In "The Innkeepers," West moves from the icky exploitation zone of "Devil" into a friendlier, mid-'80s vibe; up until near the end, in fact, you could mistake it for a low-key haunted-house comedy. Set in a Connecticut hotel that's about to shut down after a century, it focuses on the two young clerks who, in between tending to the inn's very few remaining guests, look for evidence of the ghosts rumored to haunt its halls.
Character actor Pat Healy plays the older of the two, a mildly snarky slacker who maintains a primitive Web site devoted to the ghosts. Sara Paxton is his tomboy sidekick, eager to get some paranormal evidence on tape before the two lose their jobs.

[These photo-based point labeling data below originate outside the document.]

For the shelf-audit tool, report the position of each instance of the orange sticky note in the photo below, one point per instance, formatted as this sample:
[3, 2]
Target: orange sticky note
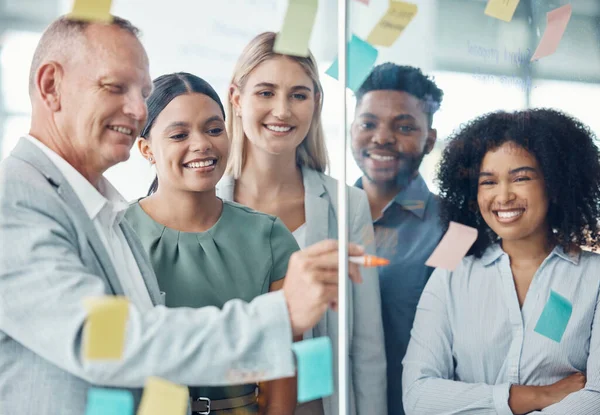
[104, 332]
[557, 21]
[392, 24]
[92, 10]
[501, 9]
[453, 247]
[162, 397]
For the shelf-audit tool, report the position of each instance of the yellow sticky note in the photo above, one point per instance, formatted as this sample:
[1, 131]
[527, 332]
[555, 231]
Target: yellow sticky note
[297, 27]
[162, 397]
[393, 22]
[502, 9]
[104, 333]
[92, 10]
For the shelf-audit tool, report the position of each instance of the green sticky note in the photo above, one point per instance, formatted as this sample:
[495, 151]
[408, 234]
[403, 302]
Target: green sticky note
[315, 368]
[555, 317]
[109, 401]
[360, 59]
[297, 27]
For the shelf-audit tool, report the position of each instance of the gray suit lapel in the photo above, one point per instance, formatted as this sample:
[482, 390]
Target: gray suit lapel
[31, 154]
[143, 262]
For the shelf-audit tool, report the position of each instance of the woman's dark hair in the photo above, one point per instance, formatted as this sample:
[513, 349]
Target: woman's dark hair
[167, 88]
[568, 157]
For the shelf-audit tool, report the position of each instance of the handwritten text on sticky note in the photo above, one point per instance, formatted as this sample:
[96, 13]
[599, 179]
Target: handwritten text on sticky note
[557, 21]
[104, 334]
[109, 401]
[297, 27]
[163, 397]
[501, 9]
[392, 24]
[453, 247]
[555, 317]
[315, 368]
[91, 10]
[360, 59]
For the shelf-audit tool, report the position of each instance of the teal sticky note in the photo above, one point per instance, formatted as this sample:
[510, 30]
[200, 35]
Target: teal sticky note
[315, 368]
[555, 317]
[297, 27]
[360, 59]
[109, 402]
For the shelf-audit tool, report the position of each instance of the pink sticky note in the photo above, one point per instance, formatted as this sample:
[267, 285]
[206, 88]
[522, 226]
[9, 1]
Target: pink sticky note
[557, 21]
[453, 247]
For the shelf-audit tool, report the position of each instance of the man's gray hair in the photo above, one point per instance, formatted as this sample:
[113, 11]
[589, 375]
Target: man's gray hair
[60, 35]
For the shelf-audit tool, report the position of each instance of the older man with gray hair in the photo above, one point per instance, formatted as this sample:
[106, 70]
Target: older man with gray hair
[63, 240]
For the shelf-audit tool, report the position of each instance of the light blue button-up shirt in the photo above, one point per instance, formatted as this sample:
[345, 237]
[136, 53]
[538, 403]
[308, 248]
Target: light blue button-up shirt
[407, 232]
[471, 340]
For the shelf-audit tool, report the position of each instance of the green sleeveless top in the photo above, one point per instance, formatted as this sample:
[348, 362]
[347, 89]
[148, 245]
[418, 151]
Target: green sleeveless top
[239, 257]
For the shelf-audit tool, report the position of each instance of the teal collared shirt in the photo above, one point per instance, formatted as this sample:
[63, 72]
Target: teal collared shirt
[407, 232]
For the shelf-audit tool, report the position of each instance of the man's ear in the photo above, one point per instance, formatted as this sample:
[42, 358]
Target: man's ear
[146, 150]
[48, 80]
[430, 141]
[234, 99]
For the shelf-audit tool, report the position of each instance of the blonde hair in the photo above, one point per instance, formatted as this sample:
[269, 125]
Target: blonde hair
[312, 152]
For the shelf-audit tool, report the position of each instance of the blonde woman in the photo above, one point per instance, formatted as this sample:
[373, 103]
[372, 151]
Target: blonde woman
[276, 166]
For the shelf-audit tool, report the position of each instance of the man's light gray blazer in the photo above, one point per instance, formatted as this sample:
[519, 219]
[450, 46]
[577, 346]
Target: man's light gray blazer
[367, 370]
[51, 258]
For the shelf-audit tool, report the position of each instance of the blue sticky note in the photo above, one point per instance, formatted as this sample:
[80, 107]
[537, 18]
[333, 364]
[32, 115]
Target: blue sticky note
[109, 402]
[315, 368]
[555, 317]
[360, 59]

The bored banter between the two, as they tend to chores and take turns napping, sets an agreeable mood for the film and makes "Innkeepers" look promising for the first 30 minutes or so. But West believes in horror films that don't really do much of anything until the final third: Paxton may get the creeps once or twice in a darkened room, but nothing happens to make us feel the same. Instead, West diverts us with the arrival of Kelly McGillis, who plays a washed-up TV star whose rude treatment of the staff is no substitute for poltergeists.
Scary things do happen toward the end, of course, though by this point viewers will have guessed they're not going to get flashy, computer-generated specters. West mixes psychological games with old-fashioned haunting and don't-go-into-the-basement suspense, and the payoff, though arguably out of tune with the movie's first half, holds a surprise or two.
It's not going to shake up the fright-flick world one bit, but "The Innkeepers" may earn affection from genre-lovers whose memory reaches back to before "The Blair Witch Project."
Contains bloody images and some language.